The plank is one of the best basic bodyweight exercises. Let’s get into why it’s so good, what you should pay attention to and how to get up to holding your plank for 120 seconds in our 30-day plank challenge.
What is a Plank?
The plank is one of the oldest, as well as the best, exercises that use no extra weight. It’s also called a front hold or abdominal bridge, since it stabilizes and strengthens your entire torso.
For a basic plank, support yourself on your forearms, stretching out to your full length with your toes turned under.
Now your body is in a straight line from head to heels, and all you have to do is hold this plank position. Make sure you keep your body straight: take the time to practice in front of a mirror first! It’s pretty common for people to think they’re doing it right even though their hips are actually too high or too low the whole time. If you hold your hips too high, the exercise won’t be enough of a challenge and it won’t improve your fitness.
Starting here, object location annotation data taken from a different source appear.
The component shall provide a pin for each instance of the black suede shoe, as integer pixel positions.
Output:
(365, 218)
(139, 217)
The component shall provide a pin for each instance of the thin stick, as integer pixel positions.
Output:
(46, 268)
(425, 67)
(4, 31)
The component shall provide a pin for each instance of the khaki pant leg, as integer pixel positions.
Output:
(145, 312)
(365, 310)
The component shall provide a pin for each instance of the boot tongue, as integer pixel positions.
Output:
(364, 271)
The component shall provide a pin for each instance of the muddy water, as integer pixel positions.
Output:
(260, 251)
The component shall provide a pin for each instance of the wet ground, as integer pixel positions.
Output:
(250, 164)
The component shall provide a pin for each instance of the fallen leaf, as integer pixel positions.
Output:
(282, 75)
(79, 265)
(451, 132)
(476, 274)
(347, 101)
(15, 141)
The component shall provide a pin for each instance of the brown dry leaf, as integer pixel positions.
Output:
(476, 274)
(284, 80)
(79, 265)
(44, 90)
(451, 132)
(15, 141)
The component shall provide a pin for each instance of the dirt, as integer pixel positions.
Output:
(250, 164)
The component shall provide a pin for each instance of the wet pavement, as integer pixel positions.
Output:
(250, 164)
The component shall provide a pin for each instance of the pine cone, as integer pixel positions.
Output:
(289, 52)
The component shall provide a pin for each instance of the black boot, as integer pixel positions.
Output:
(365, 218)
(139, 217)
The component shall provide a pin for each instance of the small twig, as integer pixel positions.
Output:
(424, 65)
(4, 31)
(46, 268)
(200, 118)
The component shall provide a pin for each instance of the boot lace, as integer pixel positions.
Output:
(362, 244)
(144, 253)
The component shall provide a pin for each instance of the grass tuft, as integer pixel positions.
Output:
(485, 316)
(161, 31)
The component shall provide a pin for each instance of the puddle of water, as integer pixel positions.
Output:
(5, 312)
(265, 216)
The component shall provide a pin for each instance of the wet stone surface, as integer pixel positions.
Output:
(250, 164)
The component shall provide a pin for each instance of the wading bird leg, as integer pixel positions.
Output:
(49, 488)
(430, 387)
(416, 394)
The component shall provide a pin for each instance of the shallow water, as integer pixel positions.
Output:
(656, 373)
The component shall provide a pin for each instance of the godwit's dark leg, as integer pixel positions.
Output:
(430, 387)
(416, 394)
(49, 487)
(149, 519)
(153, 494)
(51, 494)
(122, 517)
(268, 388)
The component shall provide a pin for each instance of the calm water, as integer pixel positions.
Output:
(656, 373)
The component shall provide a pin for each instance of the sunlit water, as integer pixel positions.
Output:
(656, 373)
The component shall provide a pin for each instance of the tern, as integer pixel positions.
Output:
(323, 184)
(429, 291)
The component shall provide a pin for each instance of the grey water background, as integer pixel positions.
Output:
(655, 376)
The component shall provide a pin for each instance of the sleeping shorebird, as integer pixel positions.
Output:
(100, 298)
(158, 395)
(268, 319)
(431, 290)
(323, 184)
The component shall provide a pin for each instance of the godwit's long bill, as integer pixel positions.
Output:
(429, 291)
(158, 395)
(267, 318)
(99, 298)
If your hips sag too low, you’ll put more strain on your lower spine, which can lead to back problems.
Once you’ve found the right height, concentrate on actively engaging your abdominal muscles. Even in the middle of a 30 day challenge, plank core tension will keep your hips from sagging.
Tip: Get an extra serving of energy and protein with a Whey Shake after your workout, so you’ll be ready to tone your muscles again the next time plank day rolls around.
Our Tips: Up for a challenge and want to work more on your lower body fitness? Take a look at our in-depth articles on lunges and squats for leg day!
The plank is an effective basic exercise for bodyweight workouts.
It stabilizes and strengthens your core.
Regular planks improve your posture and physical awareness.
The plank is also helpful for strengthening your back and relieving pain.